Parution | 1992 |
Label | Sub Pop |
Genre | Rock |
A écouter | Turn On the Water, Conjure me |
/10 | 7.25 |
Qualités | intense, sensuel, sensible |
Il manquait à Up In it (1990), le second album des Afghan Whigs (le nom était une idée du bassiste John Curley) le sens du drame et des dynamiques qui va presque complètement éclore avec Congregation (1992). Avec leur troisième album, pour lequel le groupe fut signé par Sub Pop (ils resteront fameux pour être le premier groupe hors de Seattle à avoir été attrapé au col par les découvreurs de Nirvana), déballe avec fracas l’histoire d’une formation qui trouve son bord identitaire, ses extrêmes, sa maturité et qui ne sera plus comparée à The Replacements, à Johnny Thunder ou aux Stooges tout en souffrant de cette comparaison. Musicalement, bien que les Afghan Whigs fassent assez ostensiblement partie de la vague grunge dont le public semblait insatiable jusqu’au milieu des années 1990, ils vouaient un respect rare au rythm and blues, dont ils empruntaient les grooves et les couplant de rock énergique – deux guitares entremêlées et indissociables. Greg Dulli admirait en outre les chanteurs soul de l’âge d'or Stax et Motown, bien que, faisant preuve de réalisme, il ne cherchât pas à se mesurer à eux (s’il l’avait fait, sa carrière aurait été beaucoup moins créative).
La personnalité et les textes au romantisme extrême de Greg Dulli, chanteur et guitariste rythmique du groupe, et l’une des figures les plus charismatiques du rock de ces 20 dernières années, ont échoué à faire de son groupe un phénomène mondial comme l’ont été Pearl Jam, les Smashing Pumpkins et évidemment Nirvana. Pourtant, ces ingrédients ont fait des Afghan Whigs une expérience unique.

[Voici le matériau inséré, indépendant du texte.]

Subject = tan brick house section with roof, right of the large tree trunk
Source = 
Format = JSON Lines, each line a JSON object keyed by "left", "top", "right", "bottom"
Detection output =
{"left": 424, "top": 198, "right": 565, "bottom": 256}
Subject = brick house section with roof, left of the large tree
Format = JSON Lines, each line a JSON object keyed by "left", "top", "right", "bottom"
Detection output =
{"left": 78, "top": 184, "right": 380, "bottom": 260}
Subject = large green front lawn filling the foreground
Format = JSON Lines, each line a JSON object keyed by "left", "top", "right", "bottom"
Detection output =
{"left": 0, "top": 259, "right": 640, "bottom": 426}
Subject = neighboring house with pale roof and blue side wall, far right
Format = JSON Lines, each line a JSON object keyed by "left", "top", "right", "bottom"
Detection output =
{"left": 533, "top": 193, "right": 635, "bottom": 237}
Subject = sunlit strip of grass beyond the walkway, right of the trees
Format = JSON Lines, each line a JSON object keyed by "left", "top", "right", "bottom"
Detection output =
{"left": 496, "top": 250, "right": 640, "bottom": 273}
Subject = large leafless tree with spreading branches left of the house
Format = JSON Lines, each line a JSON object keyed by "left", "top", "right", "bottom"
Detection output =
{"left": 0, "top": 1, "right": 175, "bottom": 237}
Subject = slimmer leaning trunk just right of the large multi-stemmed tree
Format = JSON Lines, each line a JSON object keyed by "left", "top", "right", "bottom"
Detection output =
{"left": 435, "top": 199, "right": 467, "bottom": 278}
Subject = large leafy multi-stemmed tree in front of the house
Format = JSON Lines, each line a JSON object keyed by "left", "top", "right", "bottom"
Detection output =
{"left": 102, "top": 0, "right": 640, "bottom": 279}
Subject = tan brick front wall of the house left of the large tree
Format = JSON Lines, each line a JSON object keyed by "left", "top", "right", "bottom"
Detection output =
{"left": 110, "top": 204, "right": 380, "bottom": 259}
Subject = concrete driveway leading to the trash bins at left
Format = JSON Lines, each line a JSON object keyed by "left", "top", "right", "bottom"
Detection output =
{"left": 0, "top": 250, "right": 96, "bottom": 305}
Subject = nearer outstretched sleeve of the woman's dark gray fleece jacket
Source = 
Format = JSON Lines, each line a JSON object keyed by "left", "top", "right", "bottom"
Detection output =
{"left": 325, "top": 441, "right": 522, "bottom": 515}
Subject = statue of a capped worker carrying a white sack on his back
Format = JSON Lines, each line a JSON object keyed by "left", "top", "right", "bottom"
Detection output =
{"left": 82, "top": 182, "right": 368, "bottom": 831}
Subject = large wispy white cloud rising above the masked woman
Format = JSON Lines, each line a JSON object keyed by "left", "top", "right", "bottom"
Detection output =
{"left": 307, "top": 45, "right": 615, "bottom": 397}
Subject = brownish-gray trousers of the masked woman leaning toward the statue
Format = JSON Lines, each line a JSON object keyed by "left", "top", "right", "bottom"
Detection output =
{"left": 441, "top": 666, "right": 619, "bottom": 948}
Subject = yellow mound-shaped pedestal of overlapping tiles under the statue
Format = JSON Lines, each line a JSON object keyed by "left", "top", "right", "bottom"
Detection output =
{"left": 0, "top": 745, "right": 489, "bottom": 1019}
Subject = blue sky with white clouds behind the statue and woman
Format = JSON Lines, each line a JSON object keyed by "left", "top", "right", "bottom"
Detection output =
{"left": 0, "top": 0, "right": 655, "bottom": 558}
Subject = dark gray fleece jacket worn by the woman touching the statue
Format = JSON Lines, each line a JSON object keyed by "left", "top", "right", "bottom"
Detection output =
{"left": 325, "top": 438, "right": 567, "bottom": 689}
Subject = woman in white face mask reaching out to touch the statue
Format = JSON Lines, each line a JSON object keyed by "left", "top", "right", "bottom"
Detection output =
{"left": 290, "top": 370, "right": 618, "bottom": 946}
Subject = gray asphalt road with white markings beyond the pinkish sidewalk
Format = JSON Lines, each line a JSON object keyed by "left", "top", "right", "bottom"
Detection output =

Si de nombreux disques du genre – ceux de Mudhoney par exemple – s’épuisent au bout de quelques écoutes, Congregation et les prochains disques des Whigs révèlent toujours une nouvelle source d’intérêt, largement tributaire de l’abyme d’apitoiement et de dépréciation qu’ouvre Dulli sans remords ni lassitude, et de manière répétée, dans chaque titre.
Le chanteur inlassable, songwriter inspiré (qui continue aujourd’hui au sein des Twilight Singers) est l’œil d’une tornade émotionnelle qui pourrait tourner au nombrilisme mais se rapproche plus finalement du don de soi – avec une pointe de cynisme. Il est entre prédateur et proie. Ses doutes et ses provocations sont une forme de partage, une rebuffade de mâle dominant mais néanmoins au cœur plus fragile qu’il n’y paraît. Sur Congregation, l’attitude de Dulli soutient encore la comparaison avec l’esprit naïf et adolescent propre au genre musical qu’on les voyait déjà terrasser à force de caresses létales, le grunge. On détecte cependant les marques qui vont faire du chanteur des Afghan Whigs une figure importante. Dulli explore l’amour insalubre, les séparations douloureuses – on sentirait presque un mal physique à l’écoute de certaines chansons - mais plus consciencieusement que beaucoup de ses contemporains, et surtout avec plus de force. Congregation a cependant, par moments, des airs de célébration (phénomène peut-être expliqué par la voix à la justesse approximative de Dulli, pouvant faire passer son désespoir pour de l’enthousiasme). L’émotion est immédiate, ce qui n’empêche pas une certaine ambivalence.
Le trio d’entrée, I'm Her Slave, Turn On The Water et Conjure Me (qui profite d’un clip un peu morbide) atteint une intensité que le disque reproduira par la suite avec davantage d’atermoiements. C’est guitares dévastatrices et chant des plus énergiques – et c’est encore mieux en live. Le venin et la ferveur dont sont envahis ces titres les mettent d’emblée parmi les meilleurs enregistrés par le groupe.
Outre l’amour et les femmes, les thèmes du disque portent aussi sur la religion. Dans le morceau titre, Dulli joue le rôle de Dieu : « I am your creator/Come with me my congregation” tandis que The Temple oppose Jesus à une foule assez crasse qui évoque bizarrement du System of a Down avant l’heure. Miles Iz Ded, qui clôt le disque, est aussi à écouter avec attention. La plus grande victoire des Afghan Whigs n’est pas commerciale, mais c’est qu’on continue à écouter et à redécouvrir Congregation aujourd’hui.